Takahashi Kazuhiro, Toyama Hiroaki, Funahashi Yutaro, Kawana Shin, Ejima Yutaka, Kikuchi Kenji, Ishikawa Takuji, Yamauchi Masanori
Department of Anesthesiology and Perioperative Medicine, Tohoku University Graduate School of Medicine.
Department of Anesthesiology, Miyagi Children's Hospital.
Tohoku J Exp Med. 2022 Apr 19;256(4):271-281. doi: 10.1620/tjem.2022.J003. Epub 2022 Mar 17.
Fluid mechanics show that high-density gases need more energy while flowing through a tube. Thus, high-density anesthetic gases consume more energy to flow and less energy for lung inflation during general anesthesia. However, its impact has not been studied. Therefore, this study aimed to investigate the effects of high-density anesthetic gases on tidal volume in laboratory and clinical settings. In the laboratory study, a test lung was ventilated at the same pressure-controlled ventilation with 22 different gas compositions (density range, 1.22-2.27 kg/m) using an anesthesia machine. A pneumotachometer was used to record the tidal volume of the test lung and the respiratory gas composition; it showed that the tidal volume of the test lung decreased as the respiratory gas density increased. In the clinical study, the change in tidal volume per body weight, accompanied by gas composition change (2% sevoflurane in oxygen and with 0-30-60% of NO), was recorded in 30 pediatric patients. The median tidal volume per body weight decreased by 10% when the respiratory gas density increased from 1.41 kg/m to 1.70 kg/m, indicating a significant between-group difference (P < 0.0001). In both settings, an increase in respiratory gas density decreased the tidal volume during pressure-controlled ventilation, which could be explained by the fluid dynamics theory. This study clarified the detailed mechanism of high-density anesthetic gas reduced the tidal volume during mechanical ventilation and revealed that this phenomenon occurs during pediatric anesthesia, which facilitates further understanding of the mechanics of ventilation during anesthesia practice and respiratory physiology.

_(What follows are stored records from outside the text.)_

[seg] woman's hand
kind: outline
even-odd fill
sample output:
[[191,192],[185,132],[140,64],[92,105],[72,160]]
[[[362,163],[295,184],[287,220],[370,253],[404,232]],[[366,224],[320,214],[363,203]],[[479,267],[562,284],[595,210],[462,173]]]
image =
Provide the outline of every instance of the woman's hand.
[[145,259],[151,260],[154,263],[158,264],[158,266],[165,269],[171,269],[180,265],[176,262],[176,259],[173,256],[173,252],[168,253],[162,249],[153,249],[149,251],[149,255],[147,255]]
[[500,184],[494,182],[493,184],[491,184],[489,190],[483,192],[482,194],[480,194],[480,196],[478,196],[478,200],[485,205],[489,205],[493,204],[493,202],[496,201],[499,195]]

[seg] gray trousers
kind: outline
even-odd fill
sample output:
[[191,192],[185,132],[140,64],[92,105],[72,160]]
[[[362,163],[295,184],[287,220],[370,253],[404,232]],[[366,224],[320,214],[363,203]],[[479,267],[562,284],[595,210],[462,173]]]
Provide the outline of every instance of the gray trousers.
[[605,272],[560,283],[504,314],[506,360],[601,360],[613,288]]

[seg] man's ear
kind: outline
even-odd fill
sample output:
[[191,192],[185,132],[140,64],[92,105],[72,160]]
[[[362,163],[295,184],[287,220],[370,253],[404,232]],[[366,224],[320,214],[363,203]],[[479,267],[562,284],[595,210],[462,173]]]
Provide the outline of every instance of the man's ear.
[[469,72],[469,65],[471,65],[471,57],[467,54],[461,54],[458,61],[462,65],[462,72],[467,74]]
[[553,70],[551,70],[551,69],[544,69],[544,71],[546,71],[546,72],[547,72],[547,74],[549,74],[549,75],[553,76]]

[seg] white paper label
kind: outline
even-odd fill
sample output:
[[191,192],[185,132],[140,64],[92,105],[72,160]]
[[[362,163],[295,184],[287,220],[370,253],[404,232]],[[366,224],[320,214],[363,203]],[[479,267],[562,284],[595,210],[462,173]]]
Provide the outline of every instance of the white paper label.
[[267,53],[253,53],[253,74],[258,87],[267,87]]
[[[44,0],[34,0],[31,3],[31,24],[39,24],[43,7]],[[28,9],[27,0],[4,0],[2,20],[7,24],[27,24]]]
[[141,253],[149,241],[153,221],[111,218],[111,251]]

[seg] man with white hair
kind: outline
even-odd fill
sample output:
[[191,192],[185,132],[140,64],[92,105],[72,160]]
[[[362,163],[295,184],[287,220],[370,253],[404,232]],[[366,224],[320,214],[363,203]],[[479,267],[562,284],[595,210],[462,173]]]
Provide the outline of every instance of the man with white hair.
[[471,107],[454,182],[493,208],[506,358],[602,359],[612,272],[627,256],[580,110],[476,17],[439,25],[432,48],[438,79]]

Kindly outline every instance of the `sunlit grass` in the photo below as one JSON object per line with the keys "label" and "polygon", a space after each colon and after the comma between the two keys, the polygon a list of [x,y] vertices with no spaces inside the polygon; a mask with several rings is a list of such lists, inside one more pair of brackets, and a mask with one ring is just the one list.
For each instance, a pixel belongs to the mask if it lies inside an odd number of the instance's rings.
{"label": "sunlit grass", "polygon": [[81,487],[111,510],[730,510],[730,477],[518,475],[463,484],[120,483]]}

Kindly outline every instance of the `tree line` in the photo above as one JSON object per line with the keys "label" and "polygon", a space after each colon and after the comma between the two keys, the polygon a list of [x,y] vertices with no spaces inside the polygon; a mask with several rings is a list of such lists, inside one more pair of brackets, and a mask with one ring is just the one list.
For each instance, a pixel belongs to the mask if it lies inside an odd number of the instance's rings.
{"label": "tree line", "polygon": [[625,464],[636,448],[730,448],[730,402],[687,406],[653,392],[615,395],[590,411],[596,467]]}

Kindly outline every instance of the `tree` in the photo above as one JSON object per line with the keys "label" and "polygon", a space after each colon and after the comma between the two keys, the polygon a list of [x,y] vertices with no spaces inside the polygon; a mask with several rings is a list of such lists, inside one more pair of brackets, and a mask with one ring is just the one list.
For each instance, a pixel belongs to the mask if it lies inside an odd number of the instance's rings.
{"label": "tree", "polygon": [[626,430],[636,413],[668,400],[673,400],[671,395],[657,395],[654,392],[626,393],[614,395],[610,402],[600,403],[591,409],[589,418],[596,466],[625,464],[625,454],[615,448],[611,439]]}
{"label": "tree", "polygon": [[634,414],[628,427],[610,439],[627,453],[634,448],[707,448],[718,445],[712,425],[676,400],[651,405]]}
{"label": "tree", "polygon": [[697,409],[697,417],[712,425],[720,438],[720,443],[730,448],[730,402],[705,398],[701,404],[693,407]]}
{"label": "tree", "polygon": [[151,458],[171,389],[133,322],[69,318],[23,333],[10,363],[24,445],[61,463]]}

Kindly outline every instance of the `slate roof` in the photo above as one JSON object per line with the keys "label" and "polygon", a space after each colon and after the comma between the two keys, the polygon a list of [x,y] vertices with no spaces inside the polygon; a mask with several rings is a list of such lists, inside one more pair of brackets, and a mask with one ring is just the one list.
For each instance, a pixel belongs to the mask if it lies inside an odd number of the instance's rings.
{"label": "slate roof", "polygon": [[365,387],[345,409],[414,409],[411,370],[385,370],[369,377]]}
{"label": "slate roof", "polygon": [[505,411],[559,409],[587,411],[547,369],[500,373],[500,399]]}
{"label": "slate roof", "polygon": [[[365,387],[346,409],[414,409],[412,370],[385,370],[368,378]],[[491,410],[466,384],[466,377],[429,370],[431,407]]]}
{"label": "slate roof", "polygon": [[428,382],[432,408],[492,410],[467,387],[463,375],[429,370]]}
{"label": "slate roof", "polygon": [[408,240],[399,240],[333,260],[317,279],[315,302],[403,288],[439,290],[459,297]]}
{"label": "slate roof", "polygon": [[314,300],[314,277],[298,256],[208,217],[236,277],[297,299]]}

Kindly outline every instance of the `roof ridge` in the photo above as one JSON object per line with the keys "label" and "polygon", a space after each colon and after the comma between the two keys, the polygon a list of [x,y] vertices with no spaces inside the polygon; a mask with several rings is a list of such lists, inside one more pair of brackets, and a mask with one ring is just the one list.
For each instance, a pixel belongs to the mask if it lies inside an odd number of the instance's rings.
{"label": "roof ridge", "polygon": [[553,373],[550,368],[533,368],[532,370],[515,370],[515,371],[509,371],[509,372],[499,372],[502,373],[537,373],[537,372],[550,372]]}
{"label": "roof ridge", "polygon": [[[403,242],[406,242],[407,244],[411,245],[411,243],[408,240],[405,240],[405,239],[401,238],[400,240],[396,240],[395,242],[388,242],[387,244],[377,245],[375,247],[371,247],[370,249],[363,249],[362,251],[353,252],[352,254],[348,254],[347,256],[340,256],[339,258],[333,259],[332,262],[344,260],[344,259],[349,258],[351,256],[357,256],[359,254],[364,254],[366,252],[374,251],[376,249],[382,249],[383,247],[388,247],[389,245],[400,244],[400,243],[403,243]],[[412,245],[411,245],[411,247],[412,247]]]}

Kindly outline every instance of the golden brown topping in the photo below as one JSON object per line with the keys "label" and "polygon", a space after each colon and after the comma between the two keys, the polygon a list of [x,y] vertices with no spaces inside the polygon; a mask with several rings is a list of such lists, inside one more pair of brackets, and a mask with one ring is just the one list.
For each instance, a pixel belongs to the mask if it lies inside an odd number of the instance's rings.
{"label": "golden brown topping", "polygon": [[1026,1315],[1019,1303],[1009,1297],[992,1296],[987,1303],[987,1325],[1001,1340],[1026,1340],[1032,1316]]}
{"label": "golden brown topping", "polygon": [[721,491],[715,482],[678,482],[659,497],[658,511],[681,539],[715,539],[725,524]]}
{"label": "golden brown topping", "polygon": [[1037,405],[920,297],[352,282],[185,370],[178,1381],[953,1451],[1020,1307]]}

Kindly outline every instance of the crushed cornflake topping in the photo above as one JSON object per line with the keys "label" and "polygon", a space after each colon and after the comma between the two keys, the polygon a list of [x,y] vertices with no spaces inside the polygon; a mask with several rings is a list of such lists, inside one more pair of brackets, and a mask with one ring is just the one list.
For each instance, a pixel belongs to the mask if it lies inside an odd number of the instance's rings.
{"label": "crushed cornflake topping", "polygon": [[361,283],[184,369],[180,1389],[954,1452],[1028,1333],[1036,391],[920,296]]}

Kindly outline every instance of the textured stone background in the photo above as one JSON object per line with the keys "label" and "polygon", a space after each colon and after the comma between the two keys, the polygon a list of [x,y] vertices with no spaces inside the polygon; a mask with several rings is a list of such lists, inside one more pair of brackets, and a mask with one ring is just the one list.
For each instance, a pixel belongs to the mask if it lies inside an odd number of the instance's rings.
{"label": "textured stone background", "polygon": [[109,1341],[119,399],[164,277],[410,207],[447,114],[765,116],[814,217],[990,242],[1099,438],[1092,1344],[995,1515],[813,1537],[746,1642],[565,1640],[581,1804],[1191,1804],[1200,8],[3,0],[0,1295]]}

流体力学表明,高密度气体在流经管道时需要更多能量。因此,在全身麻醉期间,高密度麻醉气体在流动时消耗更多能量,而在肺膨胀时消耗较少能量。然而,其影响尚未得到研究。因此,本研究旨在探讨高密度麻醉气体在实验室和临床环境中对潮气量的影响。在实验室研究中,使用麻醉机以相同的压力控制通气对一个测试肺进行通气,通气气体有22种不同的气体成分(密度范围为1.22 - 2.27 kg/m³)。使用呼吸流速计记录测试肺的潮气量和呼吸气体成分;结果显示,随着呼吸气体密度增加,测试肺的潮气量减少。在临床研究中,记录了30例儿科患者在气体成分变化(氧气中2%七氟醚以及0 - 30 - 60%一氧化氮)时每体重的潮气量变化。当呼吸气体密度从1.41 kg/m³增加到1.70 kg/m³时,每体重的潮气量中位数下降了10%,表明组间差异有统计学意义(P < 0.0001)。在两种环境中,呼吸气体密度增加均会使压力控制通气期间的潮气量减少,这可以用流体动力学理论来解释。本研究阐明了高密度麻醉气体在机械通气期间降低潮气量的详细机制,并揭示了这种现象在儿科麻醉期间会发生,这有助于进一步理解麻醉实践中的通气力学和呼吸生理学。